January 11th, 2022

Simple rules to avoid some range for loop pitfalls

Go “range” statement memory efficiency and its implications.

Memory efficiency is something worth aiming for. In the “pay what you use era” it can be a critical factor in the bill.

With that in mind, the engineers behind Go’s development designed a simple, yet efficient, way to iterate over arrays, slices, maps, strings and channels. Each data structure has its own implementation and the iteration over its values is slightly different.

But how this relates with memory efficiency?

Well, think about it, where these values that you are accessing are being stored?

Dissecting range for loop

Range Dissect

The range for loop iterates over the underlying data structure mutating the values of the iteration variables. This means that all the loop iterations values share the same memory location and this behavior, although being a good and efficient design, can end up causing misuse.

//main.go
package main

import "fmt"

func main() {
  for index, value := range []int{10, 20, 30} {
    fmt.Printf("address: %x | index: %v\n", &index, index)
    fmt.Printf("address: %x | value: %v\n", &value, value)
  }
}

// Output:
// address: c000018030 | index: 0
// address: c000018038 | value: 10
// address: c000018030 | index: 1
// address: c000018038 | value: 20
// address: c000018030 | index: 2
// address: c000018038 | value: 30

In a simple loop, where your process is contained inside the loop scope, this implementation detail is not relevant. When you need this values outside the loop scope is where the knowledge of these implementation details are valuable.

Range and closures

Closures are a way of injecting state into a function. This is achieved by sharing the outer scope variable reference with the inner function scope (you can read more about them here).

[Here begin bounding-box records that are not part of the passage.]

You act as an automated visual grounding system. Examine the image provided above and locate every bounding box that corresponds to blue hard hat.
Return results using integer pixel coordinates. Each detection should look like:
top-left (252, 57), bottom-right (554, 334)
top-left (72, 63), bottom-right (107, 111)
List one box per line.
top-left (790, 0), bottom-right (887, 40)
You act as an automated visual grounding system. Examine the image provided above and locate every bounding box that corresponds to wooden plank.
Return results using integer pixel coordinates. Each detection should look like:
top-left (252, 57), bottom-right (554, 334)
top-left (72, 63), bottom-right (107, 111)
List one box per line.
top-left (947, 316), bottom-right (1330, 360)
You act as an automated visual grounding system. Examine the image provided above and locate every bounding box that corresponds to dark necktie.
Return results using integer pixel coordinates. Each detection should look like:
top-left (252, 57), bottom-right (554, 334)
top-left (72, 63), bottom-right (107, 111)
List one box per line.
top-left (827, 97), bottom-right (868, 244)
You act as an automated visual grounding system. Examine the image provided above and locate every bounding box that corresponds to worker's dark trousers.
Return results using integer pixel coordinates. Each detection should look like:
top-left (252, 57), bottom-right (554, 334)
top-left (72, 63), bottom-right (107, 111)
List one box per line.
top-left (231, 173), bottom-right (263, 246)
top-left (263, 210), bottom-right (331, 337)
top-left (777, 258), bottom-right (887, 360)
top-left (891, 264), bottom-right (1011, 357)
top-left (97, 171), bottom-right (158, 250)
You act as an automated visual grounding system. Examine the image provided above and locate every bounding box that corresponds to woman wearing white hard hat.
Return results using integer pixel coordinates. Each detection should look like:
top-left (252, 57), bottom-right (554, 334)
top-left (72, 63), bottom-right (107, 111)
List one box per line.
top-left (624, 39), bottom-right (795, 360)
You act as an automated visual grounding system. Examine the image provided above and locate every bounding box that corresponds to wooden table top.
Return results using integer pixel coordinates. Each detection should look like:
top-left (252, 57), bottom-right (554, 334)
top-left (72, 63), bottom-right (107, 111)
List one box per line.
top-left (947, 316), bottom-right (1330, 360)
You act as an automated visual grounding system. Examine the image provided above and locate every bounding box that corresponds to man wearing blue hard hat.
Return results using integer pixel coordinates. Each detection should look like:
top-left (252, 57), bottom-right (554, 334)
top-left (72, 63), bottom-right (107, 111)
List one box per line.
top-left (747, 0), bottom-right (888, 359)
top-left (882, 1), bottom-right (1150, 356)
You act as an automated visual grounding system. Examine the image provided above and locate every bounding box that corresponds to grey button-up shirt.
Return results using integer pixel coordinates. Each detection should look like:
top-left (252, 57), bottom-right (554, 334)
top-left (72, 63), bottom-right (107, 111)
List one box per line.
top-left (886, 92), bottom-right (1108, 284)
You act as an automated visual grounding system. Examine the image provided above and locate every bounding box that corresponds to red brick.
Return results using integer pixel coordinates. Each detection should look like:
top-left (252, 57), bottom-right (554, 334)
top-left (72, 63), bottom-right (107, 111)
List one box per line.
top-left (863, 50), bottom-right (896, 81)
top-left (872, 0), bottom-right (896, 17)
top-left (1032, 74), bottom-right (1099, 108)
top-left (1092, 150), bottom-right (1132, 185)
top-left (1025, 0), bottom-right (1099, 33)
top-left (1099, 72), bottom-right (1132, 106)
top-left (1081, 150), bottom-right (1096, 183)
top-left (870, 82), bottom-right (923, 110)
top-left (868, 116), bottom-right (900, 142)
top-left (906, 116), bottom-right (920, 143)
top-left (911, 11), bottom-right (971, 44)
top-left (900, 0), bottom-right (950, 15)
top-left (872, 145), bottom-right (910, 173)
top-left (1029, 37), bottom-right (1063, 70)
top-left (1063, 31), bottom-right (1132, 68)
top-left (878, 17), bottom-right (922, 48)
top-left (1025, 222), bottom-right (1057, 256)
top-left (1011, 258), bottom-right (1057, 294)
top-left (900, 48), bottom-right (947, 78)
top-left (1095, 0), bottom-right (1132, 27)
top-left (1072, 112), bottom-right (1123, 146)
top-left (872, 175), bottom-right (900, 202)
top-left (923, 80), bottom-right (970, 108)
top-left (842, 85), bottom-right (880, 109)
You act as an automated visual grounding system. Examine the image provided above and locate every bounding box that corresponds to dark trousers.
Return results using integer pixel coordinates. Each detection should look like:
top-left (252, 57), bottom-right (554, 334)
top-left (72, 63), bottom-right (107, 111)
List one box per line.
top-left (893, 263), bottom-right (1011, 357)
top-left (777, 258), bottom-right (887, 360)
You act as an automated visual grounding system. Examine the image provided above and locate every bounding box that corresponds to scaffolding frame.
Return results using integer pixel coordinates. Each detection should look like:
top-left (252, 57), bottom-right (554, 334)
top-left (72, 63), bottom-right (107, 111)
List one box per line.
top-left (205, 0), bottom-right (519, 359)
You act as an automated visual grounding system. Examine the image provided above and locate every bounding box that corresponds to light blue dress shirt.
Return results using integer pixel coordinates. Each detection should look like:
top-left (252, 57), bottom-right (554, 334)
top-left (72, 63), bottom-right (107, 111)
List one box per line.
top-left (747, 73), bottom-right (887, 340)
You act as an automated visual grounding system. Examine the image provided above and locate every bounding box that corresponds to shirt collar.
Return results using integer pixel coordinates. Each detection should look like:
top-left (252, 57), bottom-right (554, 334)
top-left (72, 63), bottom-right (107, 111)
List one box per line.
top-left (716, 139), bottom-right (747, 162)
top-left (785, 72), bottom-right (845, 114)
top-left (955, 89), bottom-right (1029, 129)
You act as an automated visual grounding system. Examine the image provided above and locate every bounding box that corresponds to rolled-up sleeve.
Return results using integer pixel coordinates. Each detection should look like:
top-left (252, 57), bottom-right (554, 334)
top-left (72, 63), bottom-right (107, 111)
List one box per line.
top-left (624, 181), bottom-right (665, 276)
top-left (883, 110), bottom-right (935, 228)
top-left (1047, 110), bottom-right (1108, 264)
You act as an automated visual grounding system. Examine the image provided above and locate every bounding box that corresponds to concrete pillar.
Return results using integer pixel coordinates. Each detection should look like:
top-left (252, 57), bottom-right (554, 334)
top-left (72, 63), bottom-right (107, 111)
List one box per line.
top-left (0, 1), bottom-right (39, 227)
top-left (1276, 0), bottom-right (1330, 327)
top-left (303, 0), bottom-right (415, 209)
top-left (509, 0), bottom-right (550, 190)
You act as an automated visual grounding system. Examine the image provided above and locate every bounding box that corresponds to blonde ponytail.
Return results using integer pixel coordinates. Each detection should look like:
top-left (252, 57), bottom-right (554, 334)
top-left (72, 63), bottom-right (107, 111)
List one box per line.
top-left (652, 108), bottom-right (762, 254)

Applying to our range for loops case, the memory location of the variables inside the function scope are actually the same used by the loop to iterate over the values. If the function is not executed inside the same iteration it is defined, by the time it executes the value of the variables it received through closure will not be the same as when it was defined.

//main.go
package main

import "fmt"

func main() {
  var functions []func()
  for index, value := range []int{10, 20, 30} {
    functions = append(functions, func(){ fmt.Printf("index: %v, value: %v\n", index, value) })
  }

  for _, f := range functions {
    f()
  }
}

// Output:
// index: 2, value: 30
// index: 2, value: 30
// index: 2, value: 30

Maybe you expected the output to be the correct sequence through indexes 0 to 2, but remember closure is passing values through reference. When the functions are executed the iterations is complete, but since the range variables where referenced by the functions they are still available and have the last iteration value on them, and this is why all of them had the same values in the end. The code above works the same as the following, which uses pointers to pass the reference to the inner function.

//main.go
package main

import "fmt"

func main() {
  var functions []func()
  for index, value := range []int{10, 20, 30} {
    f := func(index, value *int) func() {
      return func () {
        fmt.Printf("index: %v, value: %v\n", *index, *value) 
      }
    }
    functions = append(functions, f(&index, &value))
  }

  for _, f := range functions {
    f()
  }
}

// Output:
// index: 2, value: 30
// index: 2, value: 30
// index: 2, value: 30

The same behavior can happen when the variables are passed by reference to a go routine started inside the loop (for example, in a fanout pattern), since they will probably outlive the loop iteration scope, and have access to the variables after the iteration is done.

If you want to have access to each iteration value inside a scope that outlives the loop, there are two simple techniques you can use: declare a new variable inside the loop (forcing it to use a different memory location to each iteration) or, even simpler, pass the arguments by value.

//main.go
package main

import (
  "fmt"
  "sync"
)

func main() {
  var functions []func()
  for index, value := range []int{10, 20, 30} {
    // Declaring new variables to receive the index and value.
    i, v := index, value
    functions = append(functions, func(){ fmt.Printf("index: %v, value: %v\n", i, v) })
  }

  for _, f := range functions {
    f()
  }

  fmt.Println()

  var wg sync.WaitGroup
  for index, value := range []int{10, 20, 30} {
    wg.Add(1) 
    // Receiving the arguments by value.
    go func(i, v int) {
      defer wg.Done()
      fmt.Printf("routine: index: %v, value: %v\n", i, v) 
    }(index, value)
  }

  wg.Wait()
}

// Output:
// index: 0, value: 10
// index: 1, value: 20
// index: 2, value: 30
// 
// routine: index: 2, value: 30 |
// routine: index: 1, value: 20 |- These can be shuffled
// routine: index: 0, value: 10 |  since they are concurrent.

These pitfalls are usually amplified when concurrent processes are being developed, since they are harder to track. They are not exclusive of closures and need to be observed every time you pass things by reference in a range for loop.

I face this kind of language details as tool knowledge and as “code artisans” we should know well our tools and techniques. Every engineering decision comes with its price and Go has its share of opinionated decisions, make sure you know their implications when you use it.

By understanding the details behind the language tools we can make good decisions and avoid misusing them.